Aung La N Sang is a former two-division MMA champion in ONE. "The Burmese Python" has been with the promotion since 2014, and has headlined some of the biggest shows in its history — including several in his native Myanmar. The final chapter of his impressive career will begin when he takes on Turkiye's Shamil Erdogan in the first fight of his new deal. The bout will feature on the main card of Saturday's ONE 168 card in Denver, the Singaporean promotion's second event on US soil after a thrilling debut in the same city in May, 2023.
Aung La N Sang, who was born in Myanmar but has spent most of his life living in the US, submitted Fan Rong on last year's Denver card. He is excited to be competing on his home soil again, and aims to give the American fans inside the Ball Arena another finish.
"The reception I got from the fans in America and the Burmese fans in America [last year], it's amazing, it's such an honor," he said. "That's why I'm working really hard for this fight, training hard for this fight, making sure I'm on point and I'm gonna be able to put on the best performance yet."

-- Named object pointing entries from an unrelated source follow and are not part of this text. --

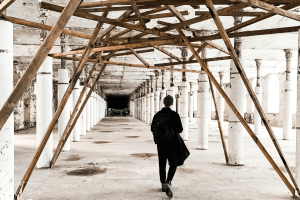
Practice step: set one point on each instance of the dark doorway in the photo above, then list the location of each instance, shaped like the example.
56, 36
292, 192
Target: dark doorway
117, 101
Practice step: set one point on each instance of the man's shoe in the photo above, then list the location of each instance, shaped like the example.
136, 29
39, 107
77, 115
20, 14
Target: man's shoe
164, 187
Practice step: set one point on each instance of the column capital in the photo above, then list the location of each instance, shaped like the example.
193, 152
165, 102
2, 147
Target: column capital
258, 62
288, 53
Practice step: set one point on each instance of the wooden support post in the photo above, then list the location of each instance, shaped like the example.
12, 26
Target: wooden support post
239, 116
60, 108
37, 61
241, 71
219, 123
73, 116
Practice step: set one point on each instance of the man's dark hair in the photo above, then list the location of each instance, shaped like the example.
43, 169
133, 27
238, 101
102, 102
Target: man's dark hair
168, 100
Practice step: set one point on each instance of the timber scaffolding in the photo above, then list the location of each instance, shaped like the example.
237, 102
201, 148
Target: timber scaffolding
102, 47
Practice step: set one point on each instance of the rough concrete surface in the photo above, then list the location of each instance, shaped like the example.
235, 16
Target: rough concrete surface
117, 160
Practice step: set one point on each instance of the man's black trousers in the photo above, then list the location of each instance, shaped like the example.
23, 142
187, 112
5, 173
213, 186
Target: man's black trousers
165, 152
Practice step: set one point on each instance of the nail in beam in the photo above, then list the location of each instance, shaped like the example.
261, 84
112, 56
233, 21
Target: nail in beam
61, 106
254, 98
231, 105
37, 61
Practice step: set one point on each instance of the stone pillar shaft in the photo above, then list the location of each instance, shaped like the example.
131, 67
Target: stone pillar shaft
44, 97
288, 95
7, 132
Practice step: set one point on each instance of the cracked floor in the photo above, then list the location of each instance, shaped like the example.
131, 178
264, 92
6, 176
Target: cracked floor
117, 159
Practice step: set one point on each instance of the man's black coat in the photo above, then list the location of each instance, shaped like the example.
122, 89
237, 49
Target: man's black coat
179, 149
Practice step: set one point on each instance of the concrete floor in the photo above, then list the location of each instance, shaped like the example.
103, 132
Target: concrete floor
118, 160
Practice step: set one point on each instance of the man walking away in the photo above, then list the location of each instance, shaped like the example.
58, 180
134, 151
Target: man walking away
166, 126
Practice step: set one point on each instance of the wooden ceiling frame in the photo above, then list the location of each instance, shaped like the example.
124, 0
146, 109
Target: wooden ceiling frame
74, 8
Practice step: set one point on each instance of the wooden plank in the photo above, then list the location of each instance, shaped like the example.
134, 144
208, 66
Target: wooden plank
137, 12
244, 14
167, 52
241, 71
156, 16
175, 12
236, 112
121, 47
194, 61
219, 123
5, 4
107, 20
37, 61
167, 2
203, 46
72, 120
139, 57
120, 8
269, 7
26, 79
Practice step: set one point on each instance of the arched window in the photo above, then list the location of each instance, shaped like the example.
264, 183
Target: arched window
273, 94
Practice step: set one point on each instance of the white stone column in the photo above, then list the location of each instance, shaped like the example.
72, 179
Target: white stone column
184, 100
258, 92
288, 101
77, 127
83, 114
203, 104
156, 93
297, 168
88, 110
162, 91
191, 103
63, 82
237, 96
220, 100
178, 101
44, 98
91, 110
7, 132
151, 99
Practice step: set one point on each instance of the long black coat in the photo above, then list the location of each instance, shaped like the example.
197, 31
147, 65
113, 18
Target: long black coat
179, 151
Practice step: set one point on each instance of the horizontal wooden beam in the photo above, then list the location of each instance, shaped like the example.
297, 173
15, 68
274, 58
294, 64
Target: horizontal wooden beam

Aung La N Sang knows beating "a beast" like Erdogan will be a tall order. The Turkish wrestling specialist is undefeated through nine pro fights, and debuted in ONE with a body kick stoppage of Fan last year.
He has said he considers Aung La N Sang an easy fight.
The Burmese-American veteran assures he is "well prepared" to give his opponent a rude awakening.
"I don't think I'm an easy fight for any middleweight in the world," he said. "We'll find out on September 6.
"I'm gonna look to finish him in every second of that fight."
Aung La N Sang went a tough 1-3 from 2020 to 2022, losing both his titles in that stretch. He has since rebounded from that skid with three straight finishes — clubbing knockouts of Yushin Okami and Gilberto Galvao, and his submission win over Fan.
If he beats Erdogan, he'll be hard to deny as the top contender for a shot at the middleweight title, now the property of three-division champion Anatoly Malykhin.
Another title reign would be the perfect way for the near 50-fight veteran to cap off his career — and it's certainly not impossible — but he refuses to put the cart before the horse.
"[The title] means nothing to me right now," he said. "Only Shamil matters."
"I can't say nothing [about a title shot] if I can't finish Shamil."